In 1937, the New York Yankees, featuring Joe DiMaggio and Lou Gehrig, played an exhibition game in Duncan Park on their way to New York from spring training. Other major league standouts played in Duncan Park on their way to the show, including Larry Bowa, Ryne Sandberg, Dale Murphy, and Tom Glavine. In addition, several Negro league baseball stars also visited Duncan Park on barnstorming tours, including Hank Aaron, Satchel Paige, Larry Doby, and Jackie Robinson. When Shibe Park in Philadelphia was demolished, Duncan Park received many seats from the old stadium.
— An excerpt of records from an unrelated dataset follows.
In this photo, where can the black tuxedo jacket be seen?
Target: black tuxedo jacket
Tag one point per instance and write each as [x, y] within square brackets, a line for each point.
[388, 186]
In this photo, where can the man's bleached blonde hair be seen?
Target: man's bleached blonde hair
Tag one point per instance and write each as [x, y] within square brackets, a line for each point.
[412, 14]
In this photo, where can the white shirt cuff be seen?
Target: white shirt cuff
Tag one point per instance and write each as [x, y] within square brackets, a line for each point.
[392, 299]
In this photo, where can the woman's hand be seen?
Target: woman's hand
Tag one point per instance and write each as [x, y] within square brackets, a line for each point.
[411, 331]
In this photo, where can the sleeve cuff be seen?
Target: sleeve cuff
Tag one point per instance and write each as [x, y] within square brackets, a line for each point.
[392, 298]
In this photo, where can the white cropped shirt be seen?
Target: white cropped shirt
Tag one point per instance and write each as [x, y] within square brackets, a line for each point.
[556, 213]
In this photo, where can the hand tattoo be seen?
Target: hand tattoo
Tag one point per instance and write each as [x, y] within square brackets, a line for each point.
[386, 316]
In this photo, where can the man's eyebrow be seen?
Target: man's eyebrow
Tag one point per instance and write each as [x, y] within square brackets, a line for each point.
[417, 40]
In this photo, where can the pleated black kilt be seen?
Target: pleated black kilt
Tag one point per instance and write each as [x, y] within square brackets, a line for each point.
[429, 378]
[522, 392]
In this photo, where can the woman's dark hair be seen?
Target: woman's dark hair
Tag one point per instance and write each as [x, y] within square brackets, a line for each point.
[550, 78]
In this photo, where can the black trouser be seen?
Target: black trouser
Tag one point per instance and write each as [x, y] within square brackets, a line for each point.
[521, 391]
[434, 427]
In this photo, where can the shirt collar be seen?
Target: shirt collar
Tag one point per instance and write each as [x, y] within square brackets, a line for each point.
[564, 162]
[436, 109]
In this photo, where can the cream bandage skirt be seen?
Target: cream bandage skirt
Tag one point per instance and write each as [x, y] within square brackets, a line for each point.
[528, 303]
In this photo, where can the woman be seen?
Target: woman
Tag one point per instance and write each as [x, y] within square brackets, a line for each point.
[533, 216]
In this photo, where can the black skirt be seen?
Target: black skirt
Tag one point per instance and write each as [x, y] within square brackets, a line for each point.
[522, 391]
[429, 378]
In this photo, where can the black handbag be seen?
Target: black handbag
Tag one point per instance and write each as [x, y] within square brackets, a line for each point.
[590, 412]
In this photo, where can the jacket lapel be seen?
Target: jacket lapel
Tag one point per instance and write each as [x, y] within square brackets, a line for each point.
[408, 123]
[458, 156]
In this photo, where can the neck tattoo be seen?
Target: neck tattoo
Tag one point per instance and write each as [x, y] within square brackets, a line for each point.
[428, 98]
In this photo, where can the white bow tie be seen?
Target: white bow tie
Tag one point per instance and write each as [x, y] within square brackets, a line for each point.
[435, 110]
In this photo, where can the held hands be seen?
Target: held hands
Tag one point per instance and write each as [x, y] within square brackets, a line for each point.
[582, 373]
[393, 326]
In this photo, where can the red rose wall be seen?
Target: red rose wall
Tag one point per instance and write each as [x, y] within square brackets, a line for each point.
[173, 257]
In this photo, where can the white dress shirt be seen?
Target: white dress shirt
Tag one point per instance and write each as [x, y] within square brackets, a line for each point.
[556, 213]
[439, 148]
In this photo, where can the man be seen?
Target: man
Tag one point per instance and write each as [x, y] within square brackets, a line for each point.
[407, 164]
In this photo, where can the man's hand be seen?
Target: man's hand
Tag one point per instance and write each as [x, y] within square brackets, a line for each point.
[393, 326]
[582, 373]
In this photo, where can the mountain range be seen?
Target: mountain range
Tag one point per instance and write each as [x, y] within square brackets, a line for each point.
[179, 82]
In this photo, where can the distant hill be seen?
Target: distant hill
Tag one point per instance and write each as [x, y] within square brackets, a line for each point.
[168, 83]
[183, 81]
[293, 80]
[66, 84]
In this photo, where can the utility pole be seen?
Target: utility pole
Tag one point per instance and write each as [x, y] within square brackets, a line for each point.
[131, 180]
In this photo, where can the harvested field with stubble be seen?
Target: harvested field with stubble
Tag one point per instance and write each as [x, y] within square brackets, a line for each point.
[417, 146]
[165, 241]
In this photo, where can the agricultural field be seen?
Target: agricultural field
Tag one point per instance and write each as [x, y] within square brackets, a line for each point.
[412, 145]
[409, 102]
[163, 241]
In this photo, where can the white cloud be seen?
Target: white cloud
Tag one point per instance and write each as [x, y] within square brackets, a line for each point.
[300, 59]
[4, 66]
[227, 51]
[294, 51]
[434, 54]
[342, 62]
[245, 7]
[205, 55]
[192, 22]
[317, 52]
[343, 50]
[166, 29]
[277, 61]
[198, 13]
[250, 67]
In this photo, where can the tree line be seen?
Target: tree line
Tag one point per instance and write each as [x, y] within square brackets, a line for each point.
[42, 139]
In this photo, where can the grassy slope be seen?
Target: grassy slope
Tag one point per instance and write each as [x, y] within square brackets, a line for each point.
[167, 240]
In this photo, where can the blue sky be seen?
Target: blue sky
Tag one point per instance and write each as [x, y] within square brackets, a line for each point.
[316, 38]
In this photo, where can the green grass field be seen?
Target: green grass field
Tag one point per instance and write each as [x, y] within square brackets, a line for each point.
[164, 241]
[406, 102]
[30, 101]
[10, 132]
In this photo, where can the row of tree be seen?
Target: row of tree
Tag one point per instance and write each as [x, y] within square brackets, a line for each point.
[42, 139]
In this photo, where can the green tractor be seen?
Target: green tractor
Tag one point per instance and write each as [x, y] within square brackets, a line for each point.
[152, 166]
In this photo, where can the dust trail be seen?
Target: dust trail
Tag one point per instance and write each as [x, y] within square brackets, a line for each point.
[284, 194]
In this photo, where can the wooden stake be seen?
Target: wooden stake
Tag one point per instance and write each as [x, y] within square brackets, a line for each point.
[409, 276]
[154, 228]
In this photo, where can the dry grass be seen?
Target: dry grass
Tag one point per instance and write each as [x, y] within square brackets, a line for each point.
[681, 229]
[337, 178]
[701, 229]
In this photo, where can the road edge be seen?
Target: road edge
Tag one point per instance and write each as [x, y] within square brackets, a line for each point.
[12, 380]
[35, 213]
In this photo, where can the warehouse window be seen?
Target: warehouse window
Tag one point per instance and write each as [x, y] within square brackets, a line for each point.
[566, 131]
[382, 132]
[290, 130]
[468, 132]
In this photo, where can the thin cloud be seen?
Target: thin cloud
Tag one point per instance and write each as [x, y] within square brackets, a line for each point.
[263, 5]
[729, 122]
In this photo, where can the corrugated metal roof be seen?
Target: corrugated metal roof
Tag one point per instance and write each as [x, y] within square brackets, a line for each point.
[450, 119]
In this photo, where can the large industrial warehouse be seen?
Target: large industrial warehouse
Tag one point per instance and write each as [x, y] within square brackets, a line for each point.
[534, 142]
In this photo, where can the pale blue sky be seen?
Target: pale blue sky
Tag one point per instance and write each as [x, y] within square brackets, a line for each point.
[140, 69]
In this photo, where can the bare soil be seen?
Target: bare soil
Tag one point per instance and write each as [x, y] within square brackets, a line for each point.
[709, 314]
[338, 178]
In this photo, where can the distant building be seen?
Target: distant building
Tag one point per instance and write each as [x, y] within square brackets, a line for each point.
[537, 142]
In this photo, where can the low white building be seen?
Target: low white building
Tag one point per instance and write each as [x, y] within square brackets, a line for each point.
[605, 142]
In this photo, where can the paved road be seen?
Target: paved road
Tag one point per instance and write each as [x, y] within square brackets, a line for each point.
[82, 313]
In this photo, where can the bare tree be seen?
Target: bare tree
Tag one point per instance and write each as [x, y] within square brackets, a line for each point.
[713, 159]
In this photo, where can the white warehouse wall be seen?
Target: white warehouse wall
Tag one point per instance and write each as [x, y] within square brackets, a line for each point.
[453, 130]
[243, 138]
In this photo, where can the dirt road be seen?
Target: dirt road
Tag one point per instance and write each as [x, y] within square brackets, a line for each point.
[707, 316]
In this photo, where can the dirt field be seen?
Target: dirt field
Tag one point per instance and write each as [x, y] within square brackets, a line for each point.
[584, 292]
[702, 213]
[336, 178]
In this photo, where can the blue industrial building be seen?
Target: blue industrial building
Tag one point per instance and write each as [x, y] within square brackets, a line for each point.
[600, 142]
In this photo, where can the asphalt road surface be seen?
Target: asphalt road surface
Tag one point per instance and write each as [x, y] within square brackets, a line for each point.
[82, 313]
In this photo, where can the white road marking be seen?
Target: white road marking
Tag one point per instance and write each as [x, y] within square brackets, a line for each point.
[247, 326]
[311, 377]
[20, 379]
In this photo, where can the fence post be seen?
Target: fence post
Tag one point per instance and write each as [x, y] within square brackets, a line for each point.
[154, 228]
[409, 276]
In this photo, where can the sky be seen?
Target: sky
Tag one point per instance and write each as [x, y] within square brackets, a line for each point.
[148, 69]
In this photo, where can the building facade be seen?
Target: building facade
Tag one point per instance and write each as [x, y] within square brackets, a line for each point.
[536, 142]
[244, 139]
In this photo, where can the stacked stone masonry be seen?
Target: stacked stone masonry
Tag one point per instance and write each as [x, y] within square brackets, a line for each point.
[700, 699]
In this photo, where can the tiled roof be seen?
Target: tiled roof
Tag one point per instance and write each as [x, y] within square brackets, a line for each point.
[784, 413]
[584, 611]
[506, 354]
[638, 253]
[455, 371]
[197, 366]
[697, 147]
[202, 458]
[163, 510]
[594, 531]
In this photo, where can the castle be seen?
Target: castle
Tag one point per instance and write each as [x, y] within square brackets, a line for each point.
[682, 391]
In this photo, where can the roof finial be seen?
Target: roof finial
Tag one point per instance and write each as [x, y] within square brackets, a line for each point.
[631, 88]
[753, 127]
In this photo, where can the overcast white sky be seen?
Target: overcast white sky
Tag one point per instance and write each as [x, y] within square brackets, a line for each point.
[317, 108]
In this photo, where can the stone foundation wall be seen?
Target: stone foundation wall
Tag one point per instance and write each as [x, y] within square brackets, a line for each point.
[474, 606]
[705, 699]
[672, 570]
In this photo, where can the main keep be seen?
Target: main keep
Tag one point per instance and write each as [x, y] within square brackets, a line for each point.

From 1996 to 2003, the park was home to the Wofford College Terriers college baseball team. In 2004, the Terriers moved to the newly built Russell C. King Field on campus. In 2008, Spartanburg city council decided to grant funding to replace the outfield wall and finalized an agreement with Spartanburg School District 7 to have the Spartanburg High School baseball team become a permanent tenant.

From 2013 to 2014, Spartanburg School District 7 spent $500,000 on significant renovations to Duncan Park Stadium. These renovations were the first major improvements since the stadium was built and involved substantial structural work. In addition, drainage was improved, rotten wood was replaced, new box seats were installed, the stadium was repainted and a new scoreboard was erected. District 7 intends to do further renovations when funds become available, including seating under the roof, concession areas and permanent restroom facilities. A further $1.6 million in renovations were done in 2018-2019, including additional locker rooms, showers, and restrooms.

In September 2020, Spartanburg City Council approved a lease agreement that brought the Spartanburgers of the Coastal Plain League to Duncan Park for the 2021 season. In March 2022, the Spartanburgers suspended operations.